Mention the various forms of economic integration.
Answer:
An economic union is composed of a common market with a customs union. The participant countries have both common policies on product regulation, freedom of movement of goods, services and the factors of production and a common external trade policy. (e.g. European Economic Union)
EU > CM > CU > FTA
EU – Economic Union >
CM – Common-Market >
CU – Customs Union >
FTA – Free Trade Area
The regional economic integration among the trade blocks such as SAARC (South Asian nations), ASEAN (South East Asia) and BRICS and their achievements.

Question 37.
Mention any three similarities between public finance and private finance.
Answer:
Similarities:
1. Rationality:

  • Both public finance and private finance are based on rationality.
  • Maximization of welfare and least cost factor combination underlie both.

2. Limit to borrowing:

  • Both have to apply restraint with regard to borrowing.
  • The Government also cannot live beyond its meAnswer:
  • There is a limit to deficit financing by the state also.

3. Resource utilisation:

  • Both the private and public sectors have limited resources at their disposal.
  • So both attempt to make optimum use of resources.

Question 38.
Write the Determinants of Investment Function?
Answer:
The classical economists believed that investment depended exclusively on rate of interest. In reality investment decisions depends on a number of factors. They are as follows:
However, Keynes contended that business expectations and profits are more important in deciding investment. He also pointed out that investment depends on MEC (Marginal Efficiency of Capital) and rate of interest.
(i) Private investment is an increase in the capital stock such as buying a factory or machine.
(ii) The marginal efficiency of capital (MEC) states the rate of return on an investment project.

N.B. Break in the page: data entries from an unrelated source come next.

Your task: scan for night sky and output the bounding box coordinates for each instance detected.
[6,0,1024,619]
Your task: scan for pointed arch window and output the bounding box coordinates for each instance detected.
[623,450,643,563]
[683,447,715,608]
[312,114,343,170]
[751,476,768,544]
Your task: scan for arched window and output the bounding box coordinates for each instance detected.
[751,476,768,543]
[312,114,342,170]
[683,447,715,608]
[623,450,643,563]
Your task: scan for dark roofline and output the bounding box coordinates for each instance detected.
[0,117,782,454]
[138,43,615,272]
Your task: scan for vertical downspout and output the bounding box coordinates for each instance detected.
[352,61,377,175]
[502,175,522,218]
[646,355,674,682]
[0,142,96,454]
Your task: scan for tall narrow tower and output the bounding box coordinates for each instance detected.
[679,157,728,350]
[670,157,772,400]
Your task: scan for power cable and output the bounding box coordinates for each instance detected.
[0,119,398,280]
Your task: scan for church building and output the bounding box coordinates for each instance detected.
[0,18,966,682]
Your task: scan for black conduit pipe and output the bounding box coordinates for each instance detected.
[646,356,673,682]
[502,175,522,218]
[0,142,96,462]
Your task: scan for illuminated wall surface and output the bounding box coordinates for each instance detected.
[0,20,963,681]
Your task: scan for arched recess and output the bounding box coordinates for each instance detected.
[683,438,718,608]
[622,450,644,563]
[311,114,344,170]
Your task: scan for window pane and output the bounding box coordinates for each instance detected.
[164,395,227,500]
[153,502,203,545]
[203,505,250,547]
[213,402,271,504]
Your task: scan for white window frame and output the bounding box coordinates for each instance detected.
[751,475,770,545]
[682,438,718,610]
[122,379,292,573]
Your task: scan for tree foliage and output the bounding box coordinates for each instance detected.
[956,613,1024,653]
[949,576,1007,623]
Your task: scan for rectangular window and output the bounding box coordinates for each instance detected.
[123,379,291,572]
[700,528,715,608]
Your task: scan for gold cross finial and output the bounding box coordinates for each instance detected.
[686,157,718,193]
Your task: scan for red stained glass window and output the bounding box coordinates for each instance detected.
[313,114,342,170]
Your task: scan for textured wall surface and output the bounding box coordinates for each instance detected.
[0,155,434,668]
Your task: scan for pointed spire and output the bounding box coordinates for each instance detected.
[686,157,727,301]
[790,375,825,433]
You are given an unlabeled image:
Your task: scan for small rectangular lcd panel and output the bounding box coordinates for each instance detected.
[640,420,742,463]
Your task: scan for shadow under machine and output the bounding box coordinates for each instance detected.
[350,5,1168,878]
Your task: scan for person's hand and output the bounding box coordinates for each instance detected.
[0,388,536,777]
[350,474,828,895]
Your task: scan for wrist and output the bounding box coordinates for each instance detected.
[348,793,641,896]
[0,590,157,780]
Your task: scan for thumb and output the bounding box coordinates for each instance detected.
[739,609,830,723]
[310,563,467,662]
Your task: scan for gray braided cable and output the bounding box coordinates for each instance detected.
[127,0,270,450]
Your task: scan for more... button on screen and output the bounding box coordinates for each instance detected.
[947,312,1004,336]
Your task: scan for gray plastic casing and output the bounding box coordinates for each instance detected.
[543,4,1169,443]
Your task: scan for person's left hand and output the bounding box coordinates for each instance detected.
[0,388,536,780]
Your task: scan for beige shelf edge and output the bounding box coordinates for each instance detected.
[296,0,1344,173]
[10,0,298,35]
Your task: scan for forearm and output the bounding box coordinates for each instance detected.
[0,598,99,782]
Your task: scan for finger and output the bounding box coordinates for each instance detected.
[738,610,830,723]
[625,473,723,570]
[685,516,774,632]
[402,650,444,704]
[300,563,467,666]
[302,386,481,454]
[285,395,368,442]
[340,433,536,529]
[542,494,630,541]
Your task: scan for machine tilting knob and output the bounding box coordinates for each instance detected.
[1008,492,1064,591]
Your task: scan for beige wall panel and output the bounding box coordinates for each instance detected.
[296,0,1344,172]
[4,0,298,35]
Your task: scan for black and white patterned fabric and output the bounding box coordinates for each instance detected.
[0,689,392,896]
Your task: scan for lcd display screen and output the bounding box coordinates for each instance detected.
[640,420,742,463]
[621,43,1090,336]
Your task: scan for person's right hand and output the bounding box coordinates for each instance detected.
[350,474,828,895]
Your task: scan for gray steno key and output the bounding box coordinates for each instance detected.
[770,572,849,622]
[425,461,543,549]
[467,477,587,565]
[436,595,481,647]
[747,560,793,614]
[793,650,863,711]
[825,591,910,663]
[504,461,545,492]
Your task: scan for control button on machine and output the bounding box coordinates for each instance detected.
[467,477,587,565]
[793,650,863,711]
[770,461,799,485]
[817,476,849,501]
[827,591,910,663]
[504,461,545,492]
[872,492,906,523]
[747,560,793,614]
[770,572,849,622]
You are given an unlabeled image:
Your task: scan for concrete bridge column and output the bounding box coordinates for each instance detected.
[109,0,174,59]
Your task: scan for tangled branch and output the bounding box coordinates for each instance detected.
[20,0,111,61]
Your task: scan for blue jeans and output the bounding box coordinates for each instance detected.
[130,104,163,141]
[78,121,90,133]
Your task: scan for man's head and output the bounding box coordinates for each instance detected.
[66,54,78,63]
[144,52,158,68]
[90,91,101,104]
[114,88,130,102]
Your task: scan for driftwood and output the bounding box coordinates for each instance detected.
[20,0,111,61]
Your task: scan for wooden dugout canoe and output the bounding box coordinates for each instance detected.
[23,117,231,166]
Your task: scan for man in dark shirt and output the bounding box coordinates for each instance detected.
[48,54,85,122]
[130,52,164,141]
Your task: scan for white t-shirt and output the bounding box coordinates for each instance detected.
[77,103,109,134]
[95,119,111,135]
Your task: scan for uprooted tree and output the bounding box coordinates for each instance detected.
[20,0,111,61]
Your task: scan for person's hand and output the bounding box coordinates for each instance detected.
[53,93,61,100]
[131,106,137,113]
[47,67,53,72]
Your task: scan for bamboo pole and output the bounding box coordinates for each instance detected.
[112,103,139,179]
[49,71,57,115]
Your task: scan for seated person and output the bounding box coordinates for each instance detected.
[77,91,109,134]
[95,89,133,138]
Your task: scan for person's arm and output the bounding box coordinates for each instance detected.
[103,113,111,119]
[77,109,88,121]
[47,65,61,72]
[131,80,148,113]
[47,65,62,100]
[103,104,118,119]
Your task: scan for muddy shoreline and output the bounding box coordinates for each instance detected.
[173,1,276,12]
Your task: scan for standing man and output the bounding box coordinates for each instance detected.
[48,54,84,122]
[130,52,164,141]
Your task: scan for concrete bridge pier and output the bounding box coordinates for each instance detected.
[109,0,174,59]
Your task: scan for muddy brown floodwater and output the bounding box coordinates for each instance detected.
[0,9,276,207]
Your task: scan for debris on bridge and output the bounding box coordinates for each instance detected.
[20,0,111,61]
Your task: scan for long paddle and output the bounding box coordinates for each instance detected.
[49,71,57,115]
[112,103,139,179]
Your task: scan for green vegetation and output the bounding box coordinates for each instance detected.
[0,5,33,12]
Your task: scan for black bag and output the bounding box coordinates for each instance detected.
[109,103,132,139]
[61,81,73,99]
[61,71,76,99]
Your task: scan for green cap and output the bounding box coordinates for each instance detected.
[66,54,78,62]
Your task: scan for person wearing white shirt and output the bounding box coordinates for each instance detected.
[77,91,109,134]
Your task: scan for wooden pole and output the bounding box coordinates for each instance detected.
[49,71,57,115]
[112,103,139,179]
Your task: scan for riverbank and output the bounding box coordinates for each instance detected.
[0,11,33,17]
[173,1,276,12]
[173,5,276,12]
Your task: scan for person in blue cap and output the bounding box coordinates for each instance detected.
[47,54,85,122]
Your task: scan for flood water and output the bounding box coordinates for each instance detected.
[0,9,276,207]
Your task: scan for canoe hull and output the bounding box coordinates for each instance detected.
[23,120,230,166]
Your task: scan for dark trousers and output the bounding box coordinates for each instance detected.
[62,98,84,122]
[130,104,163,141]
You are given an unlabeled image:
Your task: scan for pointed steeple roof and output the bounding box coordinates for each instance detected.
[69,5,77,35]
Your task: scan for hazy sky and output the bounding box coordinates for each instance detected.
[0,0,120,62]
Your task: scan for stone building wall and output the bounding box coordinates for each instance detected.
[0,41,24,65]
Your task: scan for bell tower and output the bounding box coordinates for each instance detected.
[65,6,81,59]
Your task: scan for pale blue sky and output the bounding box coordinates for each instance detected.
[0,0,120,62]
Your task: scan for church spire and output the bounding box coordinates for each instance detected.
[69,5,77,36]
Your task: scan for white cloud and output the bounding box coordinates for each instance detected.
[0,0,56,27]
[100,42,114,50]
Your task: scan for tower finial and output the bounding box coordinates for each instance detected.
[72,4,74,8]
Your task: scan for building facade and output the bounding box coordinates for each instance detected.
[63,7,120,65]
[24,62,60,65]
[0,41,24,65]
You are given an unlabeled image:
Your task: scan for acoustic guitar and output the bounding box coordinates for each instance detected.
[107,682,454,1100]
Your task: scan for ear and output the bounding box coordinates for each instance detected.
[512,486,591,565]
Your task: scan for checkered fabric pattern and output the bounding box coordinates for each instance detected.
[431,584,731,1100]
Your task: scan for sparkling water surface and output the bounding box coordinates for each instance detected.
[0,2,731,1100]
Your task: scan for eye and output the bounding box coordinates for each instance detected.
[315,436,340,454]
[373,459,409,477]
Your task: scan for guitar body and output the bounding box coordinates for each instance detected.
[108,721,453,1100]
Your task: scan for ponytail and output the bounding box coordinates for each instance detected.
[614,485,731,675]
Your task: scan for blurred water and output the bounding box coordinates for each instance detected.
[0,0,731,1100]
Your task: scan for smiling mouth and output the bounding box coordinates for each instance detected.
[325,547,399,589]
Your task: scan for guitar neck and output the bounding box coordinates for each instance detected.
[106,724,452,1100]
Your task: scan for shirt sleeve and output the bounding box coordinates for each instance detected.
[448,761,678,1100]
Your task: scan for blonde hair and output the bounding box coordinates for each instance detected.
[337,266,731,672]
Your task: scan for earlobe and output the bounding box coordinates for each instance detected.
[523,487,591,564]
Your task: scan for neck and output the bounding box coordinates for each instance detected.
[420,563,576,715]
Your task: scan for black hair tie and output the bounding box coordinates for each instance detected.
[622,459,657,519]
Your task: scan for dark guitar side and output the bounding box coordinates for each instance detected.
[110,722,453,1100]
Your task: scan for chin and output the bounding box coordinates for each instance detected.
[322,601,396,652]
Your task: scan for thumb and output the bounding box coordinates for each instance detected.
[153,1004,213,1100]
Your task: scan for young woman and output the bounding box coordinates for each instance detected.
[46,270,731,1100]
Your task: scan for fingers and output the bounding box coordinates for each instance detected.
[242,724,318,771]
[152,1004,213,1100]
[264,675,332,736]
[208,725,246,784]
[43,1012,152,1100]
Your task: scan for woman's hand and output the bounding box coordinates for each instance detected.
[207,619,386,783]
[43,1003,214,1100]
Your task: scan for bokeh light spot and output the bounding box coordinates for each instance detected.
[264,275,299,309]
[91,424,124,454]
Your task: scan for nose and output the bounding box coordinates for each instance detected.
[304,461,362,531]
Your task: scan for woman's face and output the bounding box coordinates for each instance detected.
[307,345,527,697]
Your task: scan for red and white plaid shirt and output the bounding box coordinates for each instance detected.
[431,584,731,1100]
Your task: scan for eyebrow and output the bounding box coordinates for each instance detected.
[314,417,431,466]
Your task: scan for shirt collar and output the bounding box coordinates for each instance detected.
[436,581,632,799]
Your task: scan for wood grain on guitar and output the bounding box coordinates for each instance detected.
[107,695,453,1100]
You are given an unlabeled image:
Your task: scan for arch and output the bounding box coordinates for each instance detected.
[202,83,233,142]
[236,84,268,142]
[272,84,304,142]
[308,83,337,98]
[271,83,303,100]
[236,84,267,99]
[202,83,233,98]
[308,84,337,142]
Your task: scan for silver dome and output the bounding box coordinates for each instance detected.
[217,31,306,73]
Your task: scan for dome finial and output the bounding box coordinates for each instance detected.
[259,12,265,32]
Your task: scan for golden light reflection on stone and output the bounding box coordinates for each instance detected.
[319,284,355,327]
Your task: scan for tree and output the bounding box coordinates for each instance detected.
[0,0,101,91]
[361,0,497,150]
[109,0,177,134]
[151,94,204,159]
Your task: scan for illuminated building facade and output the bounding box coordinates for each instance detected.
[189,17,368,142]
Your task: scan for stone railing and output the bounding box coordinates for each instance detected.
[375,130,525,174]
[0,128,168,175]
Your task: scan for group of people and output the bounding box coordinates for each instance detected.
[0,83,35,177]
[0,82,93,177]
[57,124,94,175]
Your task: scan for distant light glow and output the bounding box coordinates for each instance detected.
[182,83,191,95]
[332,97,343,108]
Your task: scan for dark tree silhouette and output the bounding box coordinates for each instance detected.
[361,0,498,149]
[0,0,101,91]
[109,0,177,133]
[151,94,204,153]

Specifically, it refers to the annual percentage yield (output) earned by the last additional unit of capital.

Tamil Nadu 12th Economics Model Question Paper 2 English Medium

Question 39.
Explain the disadvantages of FDI.
Answer:
The following criticisms are leveled against foreign direct investment.

  1. Private foreign capital tends to flow to the high profit areas rather than to the priority sectors.
  2. The technologies brought in by the foreign investor may not be appropriate to the consumption needs, size of the domestic market, resource avilabilities, stage of development of the economy, etc.
  3. Foreign investment, sometimes, have unfavourable effect on the the Balance of Payments of a country because when the drain of foreign exchange by way of royalty, dividend, etc. is more than the investment made by the foreign concerns.
  4. Foreign capital sometimes interferes in the national politics.
  5. Foreign investors sometimes engage in unfair and unethical trade practices.
  6. Foreign investment in some cases leads to the destruction or weakening of small and medium enterprises.
  7. Sometimes foreign investment can result in the dangerous situation of minimizing / eliminating competition and the creation of monopolies or oligopolistic structures.
  8. Often, there are several costs associated with encouraging foreign investment.

Question 40.
Mention the sources of revenue municipalities.
Answer:

  1. Taxes on property.
  2. Taxes on goods, particularly octroi and terminal tax.
  3. Personal taxes, taxes on profession, trades and employment.
  4. Taxes on vehicles and animals.
  5. Theatre or show tax, and
  6. Graints – in – aid from State Government.

PART – IV

Answer all the questions. [7 × 5 = 35]

Question 41 (a).
Discuss the scope of Macro Economics.
Answer:
The study of macro economics has wide scope and it covers the major areas as follows:
1. National Income: Measurement of national income and its composition by sectors are the basic aspects of macroeconomic analysis. The trends in National Income and its composition provide a long term understanding of the growth process of an economy.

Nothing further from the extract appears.